L’esperto di fama internazionale: «Gli americani di Pfizer hanno una molecola che sembra funzionare su diversi coronavirus e che definirei più che promettente»
Luca Guidotti, immunologo e virologo, per 21 anni ha insegnato Patologia sperimentale allo Scripps Research Institute di La Jolla, in California, uno dei centri di ricerca biomedica più prestigiosi al mondo, dove lavorano anche Nobel per la Medicina, la Fisica o la Chimica. I suoi lavori – ospitati da Cell, Nature, Nature Medicine e Science – sono serviti allo sviluppo di farmaci antivirali, oggi nelle farmacie. Rientrato stabilmente a Milano, è docente di Patologia generale nell’Università Vita-Salute San Raffaele e vicedirettore scientifico dello stesso ospedale milanese.

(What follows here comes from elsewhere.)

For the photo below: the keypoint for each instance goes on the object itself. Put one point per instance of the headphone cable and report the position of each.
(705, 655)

«Il virus avverte la pressione dei vaccini. E scappa. Scappando muta, continuerà a farlo. E le varianti future saranno più temibili delle attuali. È l’ultima sorpresa che questo virus ci riserverà prima di una convivenza pacifica. Nel frattempo la scienza non starà a guardare, disporremo di nuove armi. E non mi riferisco solo ai vaccini o agli anticorpi monoclonali. A mettere la parola fine a questa vicenda potrebbe essere una comune compressa da prendere per bocca, un antivirale. Non è dietro l’angolo ma neanche lontanissimo». Il quadro d’insieme è di Luca Guidotti, immunologo e virologo di fama internazionale, una lunga esperienza negli Usa, attualmente titolare della cattedra di Patologia generale nell’Università Vita-Salute San Raffaele e vicedirettore scientifico dello stesso ospedale milanese.

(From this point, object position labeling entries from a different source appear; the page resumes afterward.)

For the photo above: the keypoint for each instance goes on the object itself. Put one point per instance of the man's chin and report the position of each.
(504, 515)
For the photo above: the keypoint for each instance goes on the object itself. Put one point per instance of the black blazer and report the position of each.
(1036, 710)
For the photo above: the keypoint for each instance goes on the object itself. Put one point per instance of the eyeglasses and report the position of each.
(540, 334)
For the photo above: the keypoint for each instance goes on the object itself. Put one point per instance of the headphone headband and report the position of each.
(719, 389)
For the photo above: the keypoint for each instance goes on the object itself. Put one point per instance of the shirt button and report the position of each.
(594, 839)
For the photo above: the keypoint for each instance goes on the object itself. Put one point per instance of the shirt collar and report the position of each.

Professore, questa “pacificazione” tra noi e il virus quando sarà siglata?
Chi dice di conoscere i tempi mente. Ma posso dire che il virus sta già cambiando alcune parti del suo bagaglio genetico. È probabilmente un buon segno. Nella vecchia Sars alcuni di questi cambiamenti sono associati a una riduzione della patogenicità.
Non si fa altro che parlare di varianti. Lei dice che ne arriveranno di nuove e potenzialmente più problematiche, cosa dobbiamo aspettarci?
Credo che sotto la crescente pressione vaccinale dovrebbero emergere varianti in grado di eludere la capacità dei vaccini di limitare la trasmissione del virus. Ma eludere la trasmissione non significa eludere l’efficacia del vaccino nel contenere la progressione severa della malattia e quindi della morte. Vaccinando sempre più, con ogni tipo di vaccino, ridurremo la malattia severa e i decessi. Contro le varianti ci attrezzeremo con antidoti modificati e probabili richiami annuali fino a un punto in cui il virus sarà endemico.
Nel frattempo…
Nel frattempo siamo concentrati sulla mutazione di una delle 30 proteine del virus, la “Spike”. Il problema è che in questa fase, in un certo senso, stiamo assecondando il virus.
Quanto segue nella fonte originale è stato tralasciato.